Todos los que han seguido un gran juicio saben que es una de las
experiencias más adictivas que existen. La ambición de este juicio es desmesurada:
aspira a desplegar desde todos los ángulos, desde el punto de vista de todos los
actores, remontándose lo más lejos posible en la genealogía de los
acontecimientos, todo lo que aconteció durante aquellas horas terribles. Anatomía
de un instante, por citar el título de la vigorosa crónica de Javier Cercas. Este
juicio es también extraordinariamente extenuante. Día tras día chapoteamos en la
sangre, las heridas físicas y morales, las muertes atroces y las vidas truncadas. Es
un baño de horror en el que a veces nos preguntamos por qué nos lo infligimos.
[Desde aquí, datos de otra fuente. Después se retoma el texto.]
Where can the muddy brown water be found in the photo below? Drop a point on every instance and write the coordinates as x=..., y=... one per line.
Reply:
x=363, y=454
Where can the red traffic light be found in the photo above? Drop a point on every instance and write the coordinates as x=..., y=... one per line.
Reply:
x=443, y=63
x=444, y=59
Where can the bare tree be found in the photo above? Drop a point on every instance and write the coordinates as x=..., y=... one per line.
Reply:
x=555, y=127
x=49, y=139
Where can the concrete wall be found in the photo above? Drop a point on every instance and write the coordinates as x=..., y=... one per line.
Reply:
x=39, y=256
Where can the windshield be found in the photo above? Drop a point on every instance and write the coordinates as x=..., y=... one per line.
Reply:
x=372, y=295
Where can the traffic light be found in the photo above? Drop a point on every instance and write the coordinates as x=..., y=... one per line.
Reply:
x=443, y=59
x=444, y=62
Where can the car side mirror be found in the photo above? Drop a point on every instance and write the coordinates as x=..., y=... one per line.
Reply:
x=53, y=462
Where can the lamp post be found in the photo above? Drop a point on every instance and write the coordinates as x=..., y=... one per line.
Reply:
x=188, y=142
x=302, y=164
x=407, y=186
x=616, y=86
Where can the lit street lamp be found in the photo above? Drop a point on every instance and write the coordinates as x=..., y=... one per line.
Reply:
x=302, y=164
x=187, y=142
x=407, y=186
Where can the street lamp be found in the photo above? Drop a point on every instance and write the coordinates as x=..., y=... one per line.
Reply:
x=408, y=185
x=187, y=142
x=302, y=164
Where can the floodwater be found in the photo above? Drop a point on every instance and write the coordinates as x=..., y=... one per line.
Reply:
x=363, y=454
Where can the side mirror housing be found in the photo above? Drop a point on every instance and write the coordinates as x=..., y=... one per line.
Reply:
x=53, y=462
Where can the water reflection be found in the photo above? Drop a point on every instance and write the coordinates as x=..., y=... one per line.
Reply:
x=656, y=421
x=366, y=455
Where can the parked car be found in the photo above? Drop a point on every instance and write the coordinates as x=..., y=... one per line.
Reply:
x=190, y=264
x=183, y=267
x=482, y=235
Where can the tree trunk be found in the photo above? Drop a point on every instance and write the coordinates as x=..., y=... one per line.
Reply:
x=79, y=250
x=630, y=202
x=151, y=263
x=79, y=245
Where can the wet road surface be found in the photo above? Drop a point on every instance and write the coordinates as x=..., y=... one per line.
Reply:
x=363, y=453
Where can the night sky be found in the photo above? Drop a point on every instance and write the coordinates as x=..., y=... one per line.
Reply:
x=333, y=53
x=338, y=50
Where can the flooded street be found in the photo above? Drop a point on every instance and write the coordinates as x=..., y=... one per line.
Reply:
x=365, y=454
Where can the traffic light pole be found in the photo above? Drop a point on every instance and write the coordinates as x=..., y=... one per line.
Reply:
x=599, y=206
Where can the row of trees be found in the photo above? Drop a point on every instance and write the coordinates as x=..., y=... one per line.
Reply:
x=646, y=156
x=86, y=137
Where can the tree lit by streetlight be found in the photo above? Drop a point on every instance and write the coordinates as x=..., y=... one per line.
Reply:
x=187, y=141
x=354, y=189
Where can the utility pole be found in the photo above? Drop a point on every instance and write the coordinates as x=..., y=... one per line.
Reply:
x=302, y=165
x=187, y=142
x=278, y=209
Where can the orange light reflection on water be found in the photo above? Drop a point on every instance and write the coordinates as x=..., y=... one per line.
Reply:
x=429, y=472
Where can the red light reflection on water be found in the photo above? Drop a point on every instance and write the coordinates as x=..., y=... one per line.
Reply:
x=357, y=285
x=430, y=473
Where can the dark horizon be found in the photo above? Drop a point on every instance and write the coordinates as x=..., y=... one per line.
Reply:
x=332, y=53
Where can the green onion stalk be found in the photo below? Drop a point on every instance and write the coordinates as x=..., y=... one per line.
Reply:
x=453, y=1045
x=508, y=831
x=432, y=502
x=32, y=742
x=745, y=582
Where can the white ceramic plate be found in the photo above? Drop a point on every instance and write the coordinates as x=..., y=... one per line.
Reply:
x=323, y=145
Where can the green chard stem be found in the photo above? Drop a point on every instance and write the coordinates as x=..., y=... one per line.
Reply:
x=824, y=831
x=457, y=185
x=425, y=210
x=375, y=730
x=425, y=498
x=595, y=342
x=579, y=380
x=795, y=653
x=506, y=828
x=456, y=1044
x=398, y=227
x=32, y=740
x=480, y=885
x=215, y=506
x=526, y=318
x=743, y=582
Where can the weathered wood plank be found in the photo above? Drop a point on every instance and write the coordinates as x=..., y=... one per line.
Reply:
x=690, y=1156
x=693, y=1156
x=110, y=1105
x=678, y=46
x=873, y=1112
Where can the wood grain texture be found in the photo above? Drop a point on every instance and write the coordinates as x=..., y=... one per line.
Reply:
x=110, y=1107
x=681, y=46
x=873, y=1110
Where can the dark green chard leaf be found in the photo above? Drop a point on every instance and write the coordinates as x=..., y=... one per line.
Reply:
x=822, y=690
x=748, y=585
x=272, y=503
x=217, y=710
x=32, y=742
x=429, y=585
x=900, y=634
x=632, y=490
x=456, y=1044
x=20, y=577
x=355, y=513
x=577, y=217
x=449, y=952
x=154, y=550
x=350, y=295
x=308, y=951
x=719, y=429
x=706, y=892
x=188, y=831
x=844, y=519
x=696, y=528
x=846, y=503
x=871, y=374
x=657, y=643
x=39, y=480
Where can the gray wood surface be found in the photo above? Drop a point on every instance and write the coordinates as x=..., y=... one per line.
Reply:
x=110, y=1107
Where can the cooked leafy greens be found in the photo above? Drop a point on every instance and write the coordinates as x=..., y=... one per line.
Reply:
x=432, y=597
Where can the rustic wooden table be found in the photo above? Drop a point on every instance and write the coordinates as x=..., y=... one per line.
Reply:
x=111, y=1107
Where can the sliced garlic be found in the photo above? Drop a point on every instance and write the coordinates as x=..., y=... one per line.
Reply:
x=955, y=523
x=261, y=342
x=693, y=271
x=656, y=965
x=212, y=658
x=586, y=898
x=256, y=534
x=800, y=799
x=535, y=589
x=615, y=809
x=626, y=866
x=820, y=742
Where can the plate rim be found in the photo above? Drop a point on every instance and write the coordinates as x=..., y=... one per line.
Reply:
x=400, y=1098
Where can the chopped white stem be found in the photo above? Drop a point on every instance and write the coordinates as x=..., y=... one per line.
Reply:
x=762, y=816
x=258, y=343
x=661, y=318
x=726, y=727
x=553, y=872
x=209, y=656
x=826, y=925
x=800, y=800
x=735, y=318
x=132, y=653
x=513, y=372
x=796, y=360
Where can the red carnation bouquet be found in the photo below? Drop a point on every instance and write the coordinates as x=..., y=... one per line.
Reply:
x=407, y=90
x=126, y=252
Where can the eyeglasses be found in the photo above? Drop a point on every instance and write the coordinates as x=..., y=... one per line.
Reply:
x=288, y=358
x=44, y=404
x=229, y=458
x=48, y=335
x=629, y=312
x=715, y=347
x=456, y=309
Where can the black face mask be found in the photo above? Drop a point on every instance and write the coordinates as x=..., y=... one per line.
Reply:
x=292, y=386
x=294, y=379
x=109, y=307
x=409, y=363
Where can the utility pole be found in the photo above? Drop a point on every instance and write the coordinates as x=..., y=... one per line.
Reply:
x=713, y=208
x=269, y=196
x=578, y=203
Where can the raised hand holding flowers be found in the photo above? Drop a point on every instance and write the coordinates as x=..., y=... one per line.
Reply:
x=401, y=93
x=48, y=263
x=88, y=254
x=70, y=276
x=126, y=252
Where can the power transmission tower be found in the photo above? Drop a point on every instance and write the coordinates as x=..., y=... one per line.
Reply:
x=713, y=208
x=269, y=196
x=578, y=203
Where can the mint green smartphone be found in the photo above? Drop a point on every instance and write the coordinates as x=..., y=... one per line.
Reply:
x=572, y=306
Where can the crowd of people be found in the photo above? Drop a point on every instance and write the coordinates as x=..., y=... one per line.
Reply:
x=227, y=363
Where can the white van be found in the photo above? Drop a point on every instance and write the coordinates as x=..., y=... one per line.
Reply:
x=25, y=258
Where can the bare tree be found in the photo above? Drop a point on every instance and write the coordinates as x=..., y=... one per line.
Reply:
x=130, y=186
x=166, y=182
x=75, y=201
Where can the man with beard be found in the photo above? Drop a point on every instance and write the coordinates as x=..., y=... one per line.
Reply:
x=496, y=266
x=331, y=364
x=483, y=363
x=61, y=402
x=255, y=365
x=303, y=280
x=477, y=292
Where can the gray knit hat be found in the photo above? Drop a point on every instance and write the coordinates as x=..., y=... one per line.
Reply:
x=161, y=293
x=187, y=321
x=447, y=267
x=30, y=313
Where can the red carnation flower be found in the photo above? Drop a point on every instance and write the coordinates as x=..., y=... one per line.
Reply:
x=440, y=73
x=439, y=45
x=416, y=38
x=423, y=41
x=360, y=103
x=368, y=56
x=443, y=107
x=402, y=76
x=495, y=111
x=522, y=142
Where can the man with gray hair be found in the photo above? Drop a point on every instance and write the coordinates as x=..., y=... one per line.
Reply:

Nos lo infligimos porque no es únicamente un baño de horror. Porque esos
testimonios que se suceden semana tras semana, a razón de una quincena al día,
son muchas veces extraordinarios ejemplos de humanidad. Esos supervivientes
heridos en su cuerpo y en su alma se mantienen de pie. Nos hablan desde muy
lejos, desde lugares de la experiencia humana que la mayoría de nosotros no
conocemos. “El hombre”, escribía Léon Bloy, “alberga en su pobre corazón
recintos que todavía no existen, pero en los que el dolor penetra para que existan”.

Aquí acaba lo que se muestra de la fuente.